Job Summary
The HPC System Administrator will manage day-to-day operations of HPC systems, ensuring stability, security, and performance. This role includes system monitoring, patching, user account management, job queue oversight, and incident resolution to support NSCC’s supercomputing environment.
Roles and Responsibilities
System Operations & Maintenance
- Administer HPC compute nodes, storage systems, and internal networks.
- Monitor system health using tools like Grafana, Prometheus, and custom scripts.
- Apply patches, updates, and configuration changes to ensure stability.
2. User & Job Management
- Manage user accounts, access controls, and authentication mechanisms.
- Monitor job queues and assist users with job submission and scheduling issues.
- Implement and enforce resource allocation policies
3. Incident Response & Troubleshooting
- Respond to system alerts and user-reported issues.
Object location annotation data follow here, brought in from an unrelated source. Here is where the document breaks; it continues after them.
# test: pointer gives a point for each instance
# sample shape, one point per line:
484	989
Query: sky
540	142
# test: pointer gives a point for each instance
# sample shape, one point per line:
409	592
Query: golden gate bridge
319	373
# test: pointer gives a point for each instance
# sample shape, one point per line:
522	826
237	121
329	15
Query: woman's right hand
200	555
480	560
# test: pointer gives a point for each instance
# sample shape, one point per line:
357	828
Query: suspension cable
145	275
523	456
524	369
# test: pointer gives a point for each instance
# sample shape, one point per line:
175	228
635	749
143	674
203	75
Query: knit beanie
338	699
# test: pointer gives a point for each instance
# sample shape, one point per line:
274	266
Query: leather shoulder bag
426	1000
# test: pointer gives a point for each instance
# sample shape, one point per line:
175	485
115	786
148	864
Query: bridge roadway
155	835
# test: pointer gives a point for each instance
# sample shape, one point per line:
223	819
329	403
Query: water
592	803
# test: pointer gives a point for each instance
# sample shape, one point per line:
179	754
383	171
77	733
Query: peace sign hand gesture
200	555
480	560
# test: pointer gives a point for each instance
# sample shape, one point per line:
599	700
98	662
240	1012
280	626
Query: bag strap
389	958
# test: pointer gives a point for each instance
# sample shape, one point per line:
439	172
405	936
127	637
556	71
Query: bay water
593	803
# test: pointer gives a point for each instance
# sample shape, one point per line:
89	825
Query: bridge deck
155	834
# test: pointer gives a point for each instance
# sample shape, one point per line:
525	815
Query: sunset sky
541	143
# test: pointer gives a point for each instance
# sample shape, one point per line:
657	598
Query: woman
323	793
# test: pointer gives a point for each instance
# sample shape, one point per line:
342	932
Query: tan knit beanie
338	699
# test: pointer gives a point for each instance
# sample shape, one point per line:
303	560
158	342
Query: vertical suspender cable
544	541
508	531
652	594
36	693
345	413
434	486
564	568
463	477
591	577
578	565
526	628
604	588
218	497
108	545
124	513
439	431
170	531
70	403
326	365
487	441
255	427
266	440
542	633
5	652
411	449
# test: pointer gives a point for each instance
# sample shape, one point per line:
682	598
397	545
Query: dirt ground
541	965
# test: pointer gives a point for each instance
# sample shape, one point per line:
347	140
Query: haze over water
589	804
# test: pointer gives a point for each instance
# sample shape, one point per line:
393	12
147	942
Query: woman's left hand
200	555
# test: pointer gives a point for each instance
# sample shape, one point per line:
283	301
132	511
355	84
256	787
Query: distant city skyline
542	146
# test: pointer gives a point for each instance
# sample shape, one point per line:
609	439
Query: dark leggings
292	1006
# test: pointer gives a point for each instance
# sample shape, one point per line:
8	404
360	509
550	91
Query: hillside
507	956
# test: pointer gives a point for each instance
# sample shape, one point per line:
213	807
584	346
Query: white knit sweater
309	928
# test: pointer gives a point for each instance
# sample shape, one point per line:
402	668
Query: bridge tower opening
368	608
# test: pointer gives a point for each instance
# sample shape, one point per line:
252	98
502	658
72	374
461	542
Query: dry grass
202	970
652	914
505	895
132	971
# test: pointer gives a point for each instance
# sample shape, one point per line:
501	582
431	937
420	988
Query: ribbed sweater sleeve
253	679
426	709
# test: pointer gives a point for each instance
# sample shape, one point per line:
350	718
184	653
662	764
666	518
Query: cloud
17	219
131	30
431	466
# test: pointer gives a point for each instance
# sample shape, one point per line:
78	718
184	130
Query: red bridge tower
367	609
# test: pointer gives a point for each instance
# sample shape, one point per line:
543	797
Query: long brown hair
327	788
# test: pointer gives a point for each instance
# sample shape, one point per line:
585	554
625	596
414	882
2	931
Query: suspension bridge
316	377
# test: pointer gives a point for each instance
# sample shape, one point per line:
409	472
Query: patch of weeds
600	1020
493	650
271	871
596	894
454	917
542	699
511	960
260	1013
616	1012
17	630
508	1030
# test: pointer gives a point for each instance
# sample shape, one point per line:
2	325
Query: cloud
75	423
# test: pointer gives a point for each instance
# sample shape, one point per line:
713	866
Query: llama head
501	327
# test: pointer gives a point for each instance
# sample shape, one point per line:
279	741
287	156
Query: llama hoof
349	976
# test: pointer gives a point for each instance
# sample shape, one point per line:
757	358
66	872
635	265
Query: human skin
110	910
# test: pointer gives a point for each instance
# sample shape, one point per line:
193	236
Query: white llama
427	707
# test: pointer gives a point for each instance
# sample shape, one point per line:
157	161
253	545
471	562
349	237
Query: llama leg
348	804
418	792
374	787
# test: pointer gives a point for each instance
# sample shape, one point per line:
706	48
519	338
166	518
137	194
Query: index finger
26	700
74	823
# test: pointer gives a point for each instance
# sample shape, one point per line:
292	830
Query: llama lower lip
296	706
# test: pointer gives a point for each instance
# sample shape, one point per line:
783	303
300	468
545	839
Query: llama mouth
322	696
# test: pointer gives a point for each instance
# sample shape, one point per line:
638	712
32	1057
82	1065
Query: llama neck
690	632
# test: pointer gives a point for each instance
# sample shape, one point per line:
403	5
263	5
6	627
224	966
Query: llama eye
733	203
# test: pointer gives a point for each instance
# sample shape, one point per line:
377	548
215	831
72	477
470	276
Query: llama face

- Document incidents, resolutions, and preventive measures.
- Collaborate with engineers for escalated issues
4. Security & Compliance
- Perform regular security checks and vulnerability assessments.
- Ensure compliance with organizational and regulatory security policies.
5. Documentation & Reporting
- Maintain system operation logs and configurationdocumentation.
- Generate reports on system usage, performance, and incidents
Qualifications
- Degree in Computer Science, Engineering, IT or related field.
- Minimum 2 years of experience in Linux system administration, preferably in HPC environments.
- Familiarity with cluster management tools (xCAT, BCM, HPCM).
- Experience with job schedulers (PBS Pro, Slurm).
- Basic understanding of RDMA interconnects (Infiniband, RoCE) and parallel file systems (Lustre, GPFS, BeeGFS).
- Understanding of basic network protocols like DHCP, DNS, TFTP, SMTP, etc
- Proficient in scripting (Python, Bash).
- Strong troubleshooting and communication skills.